As with cued conditioning in animal studies, human fear conditioning seeks to develop an association between a CS and an aversive US. For example, in an early study of conditioning to social cues investigators used slides of photographs of human facial expressions as CSs and a mild shock to the fingers as the US. Not surprisingly, it was found that stronger conditioning occurred when the reinforced conditioned stimulus was a picture of a fearful face than when it was a happy face (35). (Further discussion of reinforced and non-reinforced conditioned stimuli follows in the next section.) The focus of a considerable amount of the early human conditioning research was directed toward understanding the influence of biological preparedness (35, 36) in the acquisition and extinction of conditioned fear responses. Consequently, many early studies used fearful or angry faces as CSs because they conditioned quickly and without subjecting participants to a large number of, or high intensity, US presentations to achieve a measurable level of fear acquisition (37–39).

Recent studies of human conditioning have trended toward using experimental protocols that more closely follow those established in the animal literature. Commonly, studies use a short (about half a second), mild shock delivered by electrodes to two fingers on the subject’s dominant hand (the non-dominant hand is used for recording physiological measures) (40–42). Other studies deliver the aversive shock to the wrist or ankle of the participant (43). Because of the ethical considerations surrounding shock delivery in human subjects, participants typically predetermine the level of shock to be used as “highly annoying but not painful” (44, 45). Therefore, human fear conditioning in its simplest form involves the association of a CS (normally a colored picture of a geometric shape such as a square or circle) and a mild shock. For example, participants will be seated in front of a computer monitor programmed to display a red circle (the image is typically displayed for about 8–12 s) (46, 47). If the shock is always delivered after presentation of this cue, the subject will quickly learn that it predicts the shock and will demonstrate a conditioned response (e.g., a change in sweat activity) when it appears.

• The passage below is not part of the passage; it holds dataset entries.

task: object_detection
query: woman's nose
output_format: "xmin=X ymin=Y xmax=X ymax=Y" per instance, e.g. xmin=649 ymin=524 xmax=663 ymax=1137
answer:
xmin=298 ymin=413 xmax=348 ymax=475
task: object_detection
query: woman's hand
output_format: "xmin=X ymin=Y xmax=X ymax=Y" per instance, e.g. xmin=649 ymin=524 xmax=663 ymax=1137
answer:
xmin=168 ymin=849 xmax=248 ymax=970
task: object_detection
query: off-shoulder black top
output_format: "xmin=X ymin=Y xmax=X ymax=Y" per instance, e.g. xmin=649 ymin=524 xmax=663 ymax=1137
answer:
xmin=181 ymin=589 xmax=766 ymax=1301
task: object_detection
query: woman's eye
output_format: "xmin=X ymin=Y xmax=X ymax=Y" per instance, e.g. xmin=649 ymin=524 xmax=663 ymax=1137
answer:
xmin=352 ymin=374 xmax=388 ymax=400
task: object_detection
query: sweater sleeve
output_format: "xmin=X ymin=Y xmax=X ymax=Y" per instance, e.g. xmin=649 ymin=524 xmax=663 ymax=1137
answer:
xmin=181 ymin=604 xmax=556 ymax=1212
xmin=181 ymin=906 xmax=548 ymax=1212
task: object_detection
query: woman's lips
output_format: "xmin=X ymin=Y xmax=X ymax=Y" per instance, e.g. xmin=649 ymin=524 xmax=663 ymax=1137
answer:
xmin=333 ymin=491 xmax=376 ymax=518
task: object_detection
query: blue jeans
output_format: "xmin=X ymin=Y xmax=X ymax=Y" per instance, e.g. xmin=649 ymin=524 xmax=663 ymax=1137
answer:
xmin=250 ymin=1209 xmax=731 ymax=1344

In addition to the CS that is paired with the US, many studies of human conditioning use a second stimulus, such as a blue circle, which is never paired with the US. This type of conditioning is known as differential conditioning and rarely has been used in animal studies. In differential conditioning, the CS that is not paired with the US (e.g., a yellow square) is referred to as the CS− and the CS that is paired with the US (e.g., a blue circle) is referred to as the CS+ (see Fig. 5.4). A typical differential conditioning study might involve several, initial exposures to both the CS+ and the CS− (perhaps 4–5 times each) in random order and with no shocks administered. This “habituation” phase reduces orienting responding and establishes physiological baselines. During the “conditioning” phase, the CS+ and CS− might be presented 5–10 times each with the US being administered immediately following CS+ offset. As with animal conditioning, the duration of time between cues is set to vary around a predetermined average, with an overall range of about 12–25 s for studies using skin conductance change as the measure of fear (48, 49).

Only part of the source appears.